Para los fieles fundó una especie de Tercera Orden de su Congregación, que llamó Agregación del Santísimo Sacramento. Los socios de esta obra se comprometen a procurar al Señor un culto más decente mediante la limosna y la prestación personal de la Adoración mensual, semanal o diaria.
En su afán de dar culto a la Santísima Eucaristía fundó también una Congregación de religiosas Siervas del Santísimo Sacramento, dedicadas exclusivamente a la adoración solemne del Santísimo.

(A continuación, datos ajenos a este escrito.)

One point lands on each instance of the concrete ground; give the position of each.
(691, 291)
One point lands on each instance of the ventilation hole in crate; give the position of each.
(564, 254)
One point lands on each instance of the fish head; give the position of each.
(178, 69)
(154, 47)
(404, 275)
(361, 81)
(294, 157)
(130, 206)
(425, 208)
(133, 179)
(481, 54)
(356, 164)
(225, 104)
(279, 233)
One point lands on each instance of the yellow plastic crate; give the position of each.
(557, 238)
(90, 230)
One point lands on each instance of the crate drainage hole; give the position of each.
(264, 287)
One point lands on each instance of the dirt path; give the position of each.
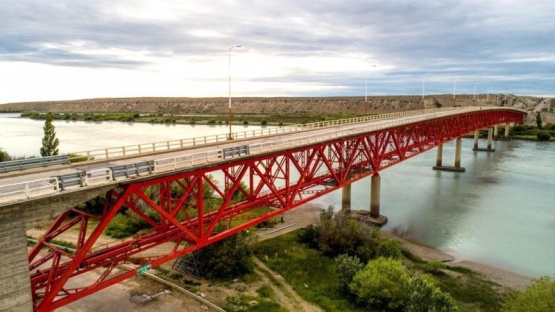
(286, 296)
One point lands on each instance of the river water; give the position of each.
(500, 212)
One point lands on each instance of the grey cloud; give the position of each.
(474, 40)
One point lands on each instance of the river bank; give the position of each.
(309, 213)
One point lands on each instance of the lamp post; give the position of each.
(424, 85)
(230, 135)
(366, 93)
(487, 97)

En sus andanzas por los caminos de Francia, como peregrino de la Eucaristía, encontró el padre Eymard a la señorita Tamisier. Tamisier fue durante cuatro años sor Emiliana en la Congregación de Siervas del Santísimo Sacramento. El padre Eymard modeló su alma con el máximo cuidado, sembrando en ella inquietudes eucarísticas. Con la bendición del padre salió del convento para ser en el mundo la viajera del Santísimo Sacramento primero y luego la organizadora de los Congresos Eucarísticos. Así vio el padre Eymard desde el cielo cómo germinaban sus ideas en aquel primer Congreso Eucarístico de Lila de 1881, promovido por su hija espiritual y dirigido por sus religiosos.
Se acerca el ocaso. Su vida se apaga. La Virgen ha conducido sus pasos a través de su peregrinación. Esta tarde de mayo de 1868, después de haber predicado acerca de las relaciones de María con la Eucaristía, termina así su sermón: "Pues bien, ¡honremos a María con el título de Nuestra Señora del Santísimo Sacramento!". Y desde ese día María es invocada en la Iglesia con un nuevo título, viejo en su contenido y nuevo en la expresión. Tres meses más tarde entregaba su alma al Señor. Había sido el hombre empujado siempre por el ideal.